The Budget announcement also caught Italy-based plumber and electrician Paul Roberts* off-guard when his sister called him from Liverpool to relay the “terrible news”.
“I was fixing the kitchen sink of a client near Rapallo, and it came as a shock. If UK Government plans go ahead, I can say ciao to my UK pension and will have to work until I’m at least over 75,” Mr Roberts, 50, told The i Paper.
He left London 25 years ago and has been living in Liguria, near the village of Cicagna, working as a “handyman” for many regular clients he now considers friends.
Mr Roberts left the UK after working for just three years in London as a self-employed plumber. He has regularly paid his extra NI contributions and is feeling lost.

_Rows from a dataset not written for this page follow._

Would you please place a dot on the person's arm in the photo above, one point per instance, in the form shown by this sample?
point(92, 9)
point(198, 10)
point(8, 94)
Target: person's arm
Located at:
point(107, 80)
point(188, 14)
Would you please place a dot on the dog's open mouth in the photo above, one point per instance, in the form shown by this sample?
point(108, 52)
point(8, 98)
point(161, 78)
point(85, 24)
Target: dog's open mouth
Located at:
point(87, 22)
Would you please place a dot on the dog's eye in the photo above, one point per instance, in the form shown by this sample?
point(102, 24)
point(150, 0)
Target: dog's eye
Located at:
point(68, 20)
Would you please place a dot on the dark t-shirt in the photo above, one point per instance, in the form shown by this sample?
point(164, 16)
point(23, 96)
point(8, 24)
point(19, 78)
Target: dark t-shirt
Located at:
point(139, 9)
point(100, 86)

“Does this mean I need to return to the UK to work another seven years to reach the 10-year new target in the Budget?” he asked. He questioned whether the new rules would apply retrospectively, to long-term expats rather than just to people moving abroad now, and how much increase there would be in the NI contributions.
Mr Roberts, who rents a one-bed cottage in northwest Italy for €500 (£438) per month, wonders if he could make up the NI contribution shortfall, and still qualify for the UK pension.

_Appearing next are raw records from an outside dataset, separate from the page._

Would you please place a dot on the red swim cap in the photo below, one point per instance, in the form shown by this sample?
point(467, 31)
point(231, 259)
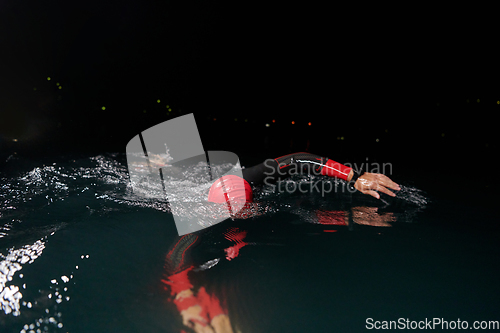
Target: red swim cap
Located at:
point(230, 188)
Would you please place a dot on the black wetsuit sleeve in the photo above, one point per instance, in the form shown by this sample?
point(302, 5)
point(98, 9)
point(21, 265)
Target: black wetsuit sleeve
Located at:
point(273, 170)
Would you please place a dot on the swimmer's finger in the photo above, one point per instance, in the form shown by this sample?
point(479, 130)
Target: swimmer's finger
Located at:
point(386, 191)
point(387, 182)
point(372, 193)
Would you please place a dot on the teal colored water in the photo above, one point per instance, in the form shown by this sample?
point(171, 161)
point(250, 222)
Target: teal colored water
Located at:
point(80, 253)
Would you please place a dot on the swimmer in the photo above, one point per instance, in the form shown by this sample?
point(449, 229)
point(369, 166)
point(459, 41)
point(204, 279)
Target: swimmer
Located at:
point(273, 170)
point(205, 313)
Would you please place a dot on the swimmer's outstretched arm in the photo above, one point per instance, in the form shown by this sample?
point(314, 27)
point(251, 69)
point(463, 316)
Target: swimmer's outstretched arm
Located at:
point(372, 183)
point(273, 170)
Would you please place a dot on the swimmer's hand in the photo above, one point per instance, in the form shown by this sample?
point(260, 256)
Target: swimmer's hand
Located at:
point(372, 183)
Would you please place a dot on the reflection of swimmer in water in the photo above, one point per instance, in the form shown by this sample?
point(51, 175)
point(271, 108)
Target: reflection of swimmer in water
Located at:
point(271, 171)
point(205, 313)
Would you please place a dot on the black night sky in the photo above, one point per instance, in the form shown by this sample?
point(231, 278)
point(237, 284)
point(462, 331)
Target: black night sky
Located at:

He no longer has a home in the UK or family besides his sister, and the thought of going back at his age to work “as a teenager” frightens him. He
“I think it’s really unfair. But to be honest, I haven’t been very clever. I’m a resident in Liguria paying income taxes in Italy but I never thought of setting up a private or public Italian pension fund, as I had my UK one. If I were to do that now, in Italy, I doubt I could even apply at my age, and then what happens to the UK pension I’ve built during these past decades scares me.”
The worst-case scenario for him would be having to give up his “right” to a UK pension and not having the time to build an Italian one.
“That would sentence me to work indefinitely until I was physically unable to do so … Never retiring.”